The animals were initially misidentified as Gray's beaked whales, the most common beaked whale to strand in New Zealand. However subsequent genetic analysis at the University of Auckland revealed that they were spade-toothed beaked whales.
Following genetic identification the skeletal remains were exhumed, with the permission of Whakatohea Iwi Maori Trust and the Ngai Tama Haua hapu, and taken to the Museum of New Zealand Te Papa Tongarewa.

[...] says Dr Constantine.
"This is a real New Zealand story – it’s all linked here, from the discovery of two of the bone fragments to the identification of the species and now the first sighting of the whales."
She says it's not known why the whales have proved to be so elusive. The skull and jaw fragments analysed in 2002 were discovered in the 1950s, and the only other specimen known to exist is part of a skull found in Chile in 1986.
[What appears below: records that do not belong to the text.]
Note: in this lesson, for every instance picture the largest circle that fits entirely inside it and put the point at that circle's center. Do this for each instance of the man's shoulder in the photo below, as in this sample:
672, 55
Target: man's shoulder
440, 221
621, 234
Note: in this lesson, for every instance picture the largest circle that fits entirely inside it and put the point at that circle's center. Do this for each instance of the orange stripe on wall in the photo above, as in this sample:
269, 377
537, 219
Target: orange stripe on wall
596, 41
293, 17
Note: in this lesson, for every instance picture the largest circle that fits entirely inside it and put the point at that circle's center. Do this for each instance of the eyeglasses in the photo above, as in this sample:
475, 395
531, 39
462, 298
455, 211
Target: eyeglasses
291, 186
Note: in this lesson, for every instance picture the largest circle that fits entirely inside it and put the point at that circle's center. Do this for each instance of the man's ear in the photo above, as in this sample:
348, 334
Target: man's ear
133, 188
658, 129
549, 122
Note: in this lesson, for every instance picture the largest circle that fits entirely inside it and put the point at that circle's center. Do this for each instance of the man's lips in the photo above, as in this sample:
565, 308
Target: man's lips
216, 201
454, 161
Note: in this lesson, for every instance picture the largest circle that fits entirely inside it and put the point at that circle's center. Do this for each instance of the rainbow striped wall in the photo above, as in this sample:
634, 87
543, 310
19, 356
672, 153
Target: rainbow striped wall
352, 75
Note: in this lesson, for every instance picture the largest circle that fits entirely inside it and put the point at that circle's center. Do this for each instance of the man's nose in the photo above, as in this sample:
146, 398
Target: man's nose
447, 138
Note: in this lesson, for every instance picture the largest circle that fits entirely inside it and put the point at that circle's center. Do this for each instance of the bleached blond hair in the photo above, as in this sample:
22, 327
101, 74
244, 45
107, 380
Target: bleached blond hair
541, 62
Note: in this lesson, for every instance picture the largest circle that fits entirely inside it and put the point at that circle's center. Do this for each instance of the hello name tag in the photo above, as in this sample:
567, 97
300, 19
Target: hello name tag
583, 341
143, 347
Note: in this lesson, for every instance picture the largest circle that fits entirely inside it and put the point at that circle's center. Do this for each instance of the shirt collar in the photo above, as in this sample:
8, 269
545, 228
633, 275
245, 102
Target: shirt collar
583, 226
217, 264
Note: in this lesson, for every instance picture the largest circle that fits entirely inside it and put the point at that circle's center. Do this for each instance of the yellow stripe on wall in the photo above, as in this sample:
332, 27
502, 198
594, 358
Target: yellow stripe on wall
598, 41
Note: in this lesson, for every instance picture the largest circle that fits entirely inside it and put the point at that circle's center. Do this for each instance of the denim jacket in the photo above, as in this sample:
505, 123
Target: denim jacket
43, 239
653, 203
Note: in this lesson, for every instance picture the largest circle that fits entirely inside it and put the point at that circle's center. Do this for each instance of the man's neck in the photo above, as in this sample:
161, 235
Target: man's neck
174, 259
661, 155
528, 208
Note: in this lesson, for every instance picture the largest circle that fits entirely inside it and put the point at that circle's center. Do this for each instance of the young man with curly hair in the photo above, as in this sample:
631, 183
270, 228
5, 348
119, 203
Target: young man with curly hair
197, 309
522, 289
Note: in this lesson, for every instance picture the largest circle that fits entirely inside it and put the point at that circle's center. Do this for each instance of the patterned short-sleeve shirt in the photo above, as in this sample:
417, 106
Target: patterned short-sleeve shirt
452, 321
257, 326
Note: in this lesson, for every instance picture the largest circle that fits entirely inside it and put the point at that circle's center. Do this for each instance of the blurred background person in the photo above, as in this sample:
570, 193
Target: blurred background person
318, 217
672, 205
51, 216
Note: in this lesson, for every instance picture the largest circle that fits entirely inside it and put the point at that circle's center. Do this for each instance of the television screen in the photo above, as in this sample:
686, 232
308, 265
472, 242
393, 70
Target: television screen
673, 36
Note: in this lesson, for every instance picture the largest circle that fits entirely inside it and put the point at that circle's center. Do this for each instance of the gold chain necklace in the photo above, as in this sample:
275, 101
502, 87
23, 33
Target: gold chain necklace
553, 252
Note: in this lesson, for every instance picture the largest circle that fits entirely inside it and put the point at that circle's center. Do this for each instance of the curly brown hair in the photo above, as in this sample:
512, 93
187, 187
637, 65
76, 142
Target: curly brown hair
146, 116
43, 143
"It may be that they are simply an offshore species that lives and dies in the deep ocean waters and only rarely wash ashore. New Zealand is surrounded by massive oceans. There is a lot of marine life that remains unknown to us."

The unexplained arrival and death of these two whales reminds me of another incident in the area involving a pair of sea creatures some time ago. The name Opotiki comes from a local Maori story about Tarawa (a tipuna of the Whakatohea Iwi) who arrived mysteriously and brang with him two fish from his homeland that he released into a spring along the Waiotahi beach. This was called Opotiki-mai-tawhiti: the pet fish from afar.